25–30 Jul 2016
Clock Tower Centennial Hall, Kyoto University
Asia/Tokyo timezone

Electron-Ion Collider

30 Jul 2016, 12:20
40m
1F Centennial Hall (Clock Tower Centennial Hall, Kyoto University)

1F Centennial Hall

Clock Tower Centennial Hall, Kyoto University

Board: P-10-3

Speaker

Rik Yoshida (Jefferson Lab)

Description

Our understanding of the theory of strong interaction, quantum chromo-dynamics (QCD), has advanced enormously in the past decades. Both experimentally and theoretically, perturbative regime in QCD has been explored and understood at precision. At the same time, lattice QCD calculations have begun to yield many quantitative results on properties of hadrons. The experimental understanding of how nucleons and nuclei are formed from their constituent quarks and gluons and their interactions, has also made progress via new experiments and theoretical frameworks such as GPDs and TMDs.
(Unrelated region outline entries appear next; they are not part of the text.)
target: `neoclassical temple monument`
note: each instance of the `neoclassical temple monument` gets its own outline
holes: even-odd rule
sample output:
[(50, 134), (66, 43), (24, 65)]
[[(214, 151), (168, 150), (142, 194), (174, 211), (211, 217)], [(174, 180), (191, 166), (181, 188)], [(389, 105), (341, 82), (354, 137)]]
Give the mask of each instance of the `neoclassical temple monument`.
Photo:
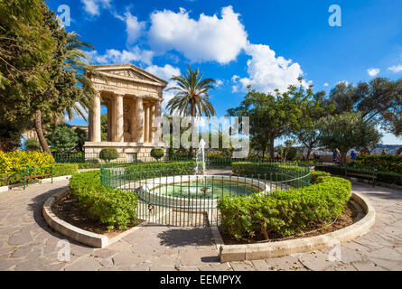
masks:
[[(167, 82), (133, 64), (94, 65), (99, 75), (88, 74), (98, 90), (89, 111), (87, 159), (98, 158), (105, 147), (115, 147), (119, 161), (149, 159), (154, 147), (167, 148), (156, 139), (163, 90)], [(101, 139), (101, 106), (108, 107), (108, 142)]]

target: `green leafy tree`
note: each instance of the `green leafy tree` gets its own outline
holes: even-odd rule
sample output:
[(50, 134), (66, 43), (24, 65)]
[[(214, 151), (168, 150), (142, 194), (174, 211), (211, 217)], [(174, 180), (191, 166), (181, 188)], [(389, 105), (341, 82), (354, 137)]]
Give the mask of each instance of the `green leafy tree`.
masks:
[(13, 129), (0, 135), (4, 147), (15, 143), (49, 100), (43, 92), (51, 85), (57, 41), (46, 25), (46, 10), (42, 0), (0, 0), (0, 123)]
[(314, 96), (308, 96), (308, 100), (302, 107), (303, 117), (294, 129), (293, 135), (307, 150), (307, 159), (310, 158), (312, 151), (318, 146), (320, 131), (317, 129), (317, 121), (335, 110), (335, 106), (328, 104), (324, 96), (323, 91)]
[(162, 148), (153, 148), (151, 151), (151, 156), (159, 162), (164, 155), (164, 151)]
[[(195, 126), (195, 117), (216, 115), (215, 108), (210, 102), (210, 89), (214, 89), (215, 80), (212, 79), (202, 79), (203, 73), (200, 69), (192, 70), (190, 65), (183, 76), (173, 76), (173, 81), (176, 86), (168, 90), (177, 91), (174, 97), (168, 102), (166, 109), (170, 114), (175, 113), (182, 117), (192, 117), (192, 127)], [(192, 157), (192, 142), (190, 144), (189, 156)]]
[(382, 137), (375, 123), (365, 120), (360, 113), (328, 116), (318, 121), (317, 127), (321, 145), (333, 152), (338, 150), (341, 165), (346, 164), (346, 156), (351, 149), (372, 146)]
[(336, 114), (360, 112), (365, 121), (378, 121), (383, 129), (395, 133), (396, 120), (402, 113), (402, 79), (376, 78), (356, 87), (341, 82), (328, 100), (335, 105)]
[(43, 151), (50, 153), (42, 132), (44, 120), (57, 119), (65, 113), (73, 118), (73, 110), (85, 118), (87, 108), (92, 105), (95, 90), (84, 72), (91, 71), (83, 48), (93, 48), (83, 42), (75, 33), (69, 33), (59, 26), (54, 12), (46, 11), (46, 24), (57, 40), (53, 61), (49, 67), (51, 86), (43, 95), (49, 101), (35, 112), (35, 129)]
[(25, 141), (25, 149), (30, 152), (36, 152), (41, 150), (41, 144), (36, 138), (28, 138)]
[(67, 126), (58, 126), (49, 135), (49, 143), (59, 153), (70, 152), (79, 144), (77, 133)]

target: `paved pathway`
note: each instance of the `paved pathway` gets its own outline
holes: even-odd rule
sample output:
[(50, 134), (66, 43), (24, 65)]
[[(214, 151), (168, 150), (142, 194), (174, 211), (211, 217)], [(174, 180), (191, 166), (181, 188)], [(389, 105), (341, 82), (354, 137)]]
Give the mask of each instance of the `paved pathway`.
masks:
[(71, 242), (70, 262), (59, 262), (57, 245), (65, 238), (47, 227), (42, 206), (66, 185), (62, 181), (0, 194), (0, 270), (402, 270), (402, 191), (360, 184), (353, 190), (370, 200), (377, 223), (341, 245), (341, 261), (329, 261), (331, 249), (324, 249), (220, 264), (209, 228), (150, 225), (106, 249)]

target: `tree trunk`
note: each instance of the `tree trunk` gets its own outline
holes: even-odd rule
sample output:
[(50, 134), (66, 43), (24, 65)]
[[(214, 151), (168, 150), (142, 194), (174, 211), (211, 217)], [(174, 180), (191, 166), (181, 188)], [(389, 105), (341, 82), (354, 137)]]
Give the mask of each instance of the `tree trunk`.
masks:
[(309, 148), (307, 149), (307, 161), (310, 160), (310, 154), (312, 154), (312, 150)]
[(271, 161), (275, 161), (275, 137), (269, 136), (269, 155), (271, 158)]
[(51, 154), (51, 149), (49, 148), (48, 142), (43, 135), (43, 129), (42, 128), (42, 112), (41, 110), (37, 110), (35, 113), (35, 130), (38, 135), (39, 143), (41, 144), (42, 149), (43, 152), (48, 153), (50, 155)]
[[(192, 139), (193, 137), (195, 137), (193, 135), (194, 133), (194, 126), (195, 126), (195, 119), (194, 119), (194, 104), (192, 103), (192, 107), (191, 107), (191, 115), (192, 115), (192, 139), (190, 140), (190, 149), (189, 149), (189, 159), (192, 158), (193, 155), (193, 152), (194, 152), (194, 148), (192, 147)], [(198, 137), (198, 135), (197, 135)]]
[(346, 156), (347, 155), (348, 155), (348, 152), (341, 152), (341, 160), (340, 160), (341, 166), (346, 165)]

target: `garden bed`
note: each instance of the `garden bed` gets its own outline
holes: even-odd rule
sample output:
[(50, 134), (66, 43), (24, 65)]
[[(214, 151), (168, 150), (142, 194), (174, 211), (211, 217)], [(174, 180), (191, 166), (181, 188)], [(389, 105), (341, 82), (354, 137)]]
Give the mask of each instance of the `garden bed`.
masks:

However, it has been clear for some time that a new experimental facility is needed in order to quantify the role of quantum fluctuations and gluons in nuclear physics and to bring the understanding of nucleon and nuclear structure and dynamics to a new level. The Electron-Ion Collider (EIC) being proposed in the US and selected as the Nuclear Physics facility with highest priority for new construction in the US is such a facility. I will discuss the physics to be explored at EIC and how they set the parameters of EIC and its detectors. I will also outline the current status of the EIC project.